Quote from: Unbeliever on March 24, 2018, 02:13:23 PM
Many years ago, in San Francisco, I tried to climb a cliff just for the fun of it.

There's a little beach somewhere between Golden Gate Park and Baker beach, that you have to go down a cliff trail to get to. I used to go there often, but this time I decided, foolishly, not to go up the trail when I left, but to go straight up the cliff. It looked pretty easy - it was about 80 or so feet high - and I was doing well until I got close to the top, where the soil just kept crumbling every time I tried to get a hand hold, so I couldn't seem to go any higher to finish the climb.

I was trying to decide whether I should try to go back down the way I'd come - I didn't want to do that, since climbing up I could see where to put my hands and feet, but going down I wasn't so sure about that - or to call out for help. I was still about 5 or 6 feet from the top, just hugging the cliff, and there was an oriental couple walking by above me on a walkway, and the look on their faces was priceless! But they just kept going, and I didn't say anything to them. Then a guy came along and asked if I need help, and I said "I surely do!"

Just by coincidence there was a stick I could reach, that was maybe an inch is so thick, that seemed strong enough, and long enough, and he was a big beefy guy who looked like he could pull me up, so I held it up to him and he pulled me the rest of the way to the top. I was so embarrassed that I didn't even get his name or anything, I just left. I did thank him profusely, though, since he may well have saved my life. If I'd tried to back down the cliff I very well could've fallen to my death, or worse, I could've been maimed for life.

That wasn't embarrassing, that was rational.  Falling to your death would have been embarrassing.
Atheist born, atheist bred.  And when I die, atheist dead!

Cavebear

Quote from: Mermaid on March 24, 2018, 03:23:22 PM
I met up with a contractor at a work meeting. He went in to kiss my cheek, Euro-style. I moved my head the wrong way for some reason and we ended up kissing on the lips.

I once kissed my mother right on the lips.  We just moved wrong.  But neither of us made a big deal of it.  Awkward things happen.

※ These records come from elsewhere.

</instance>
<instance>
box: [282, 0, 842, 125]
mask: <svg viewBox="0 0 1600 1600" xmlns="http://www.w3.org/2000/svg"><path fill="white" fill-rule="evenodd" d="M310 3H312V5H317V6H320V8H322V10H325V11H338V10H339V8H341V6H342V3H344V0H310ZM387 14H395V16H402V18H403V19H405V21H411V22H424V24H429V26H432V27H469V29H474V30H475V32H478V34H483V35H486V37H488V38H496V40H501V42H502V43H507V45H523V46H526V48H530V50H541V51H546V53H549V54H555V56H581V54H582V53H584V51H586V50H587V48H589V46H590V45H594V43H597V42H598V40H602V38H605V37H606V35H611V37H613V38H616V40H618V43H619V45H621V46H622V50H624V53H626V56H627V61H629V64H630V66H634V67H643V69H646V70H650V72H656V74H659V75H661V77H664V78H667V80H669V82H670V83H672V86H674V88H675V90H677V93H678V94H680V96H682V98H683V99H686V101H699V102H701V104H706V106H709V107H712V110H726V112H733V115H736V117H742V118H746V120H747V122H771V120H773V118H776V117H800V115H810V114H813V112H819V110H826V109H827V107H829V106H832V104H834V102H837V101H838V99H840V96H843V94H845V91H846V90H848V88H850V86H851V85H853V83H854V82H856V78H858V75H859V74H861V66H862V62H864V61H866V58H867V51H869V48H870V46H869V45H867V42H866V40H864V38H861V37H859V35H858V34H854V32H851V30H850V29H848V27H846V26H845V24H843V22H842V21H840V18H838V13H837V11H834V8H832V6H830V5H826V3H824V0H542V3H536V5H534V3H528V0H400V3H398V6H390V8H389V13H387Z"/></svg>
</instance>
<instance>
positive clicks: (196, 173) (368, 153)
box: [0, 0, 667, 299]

Atheist born, atheist bred.  And when I die, atheist dead!

Cavebear

I can't describe the event.  You'll have to catch me when I've been drinking...  And that isn't tonight, LOL!
Atheist born, atheist bred.  And when I die, atheist dead!

pr126

Cavebear wrote:
QuoteThat wasn't embarrassing, that was rational.  Falling to your death would have been embarrassing.
Wrong. Dead people seldom get embarrassed.

Cavebear

Quote from: pr126 on March 26, 2018, 12:30:20 AM
Cavebear wrote:Wrong. Dead people seldom get embarrassed.

That is actually one of the smartest things you have ever said!  I agree completely.  And I mean no insult at all.
Atheist born, atheist bred.  And when I die, atheist dead!

Unbeliever

Quote from: Cavebear on March 26, 2018, 12:17:10 AM
That wasn't embarrassing, that was rational.  Falling to your death would have been embarrassing.
Yeah, I'd rather die than embarrass myself by falling to my death!
God Not Found
"There is a sucker born-again every minute." - C. Spellman

Hydra009

The internet has ruined me.

First off, I've gotta say that I have a pretty dark and twisted sense of humor.  Heavily black and blue.

So I'm around family, browsing reddit and I see that joke about Guy Ferrari.  The one where he slathers BBQ sauce on a bullet, loads it into a revolver, and mutters to himself, "One last trip to Flavortown"

Maybe I was just easily amused that day, but I bust up laughing.  My mom turns around and asks me what I'm laughing at.

OH SHIT.  Gotta lie fast!  I make up some bullshit about a cat licking a deer's face.  She says "that's not very funny".  No shit.

And the thing is, she's the kind of person who gets deeply offended by jokes, so I have to be extra careful around her.  Essentially, Mrs Broflovski  in the flesh.  Makes for some very awkward situations.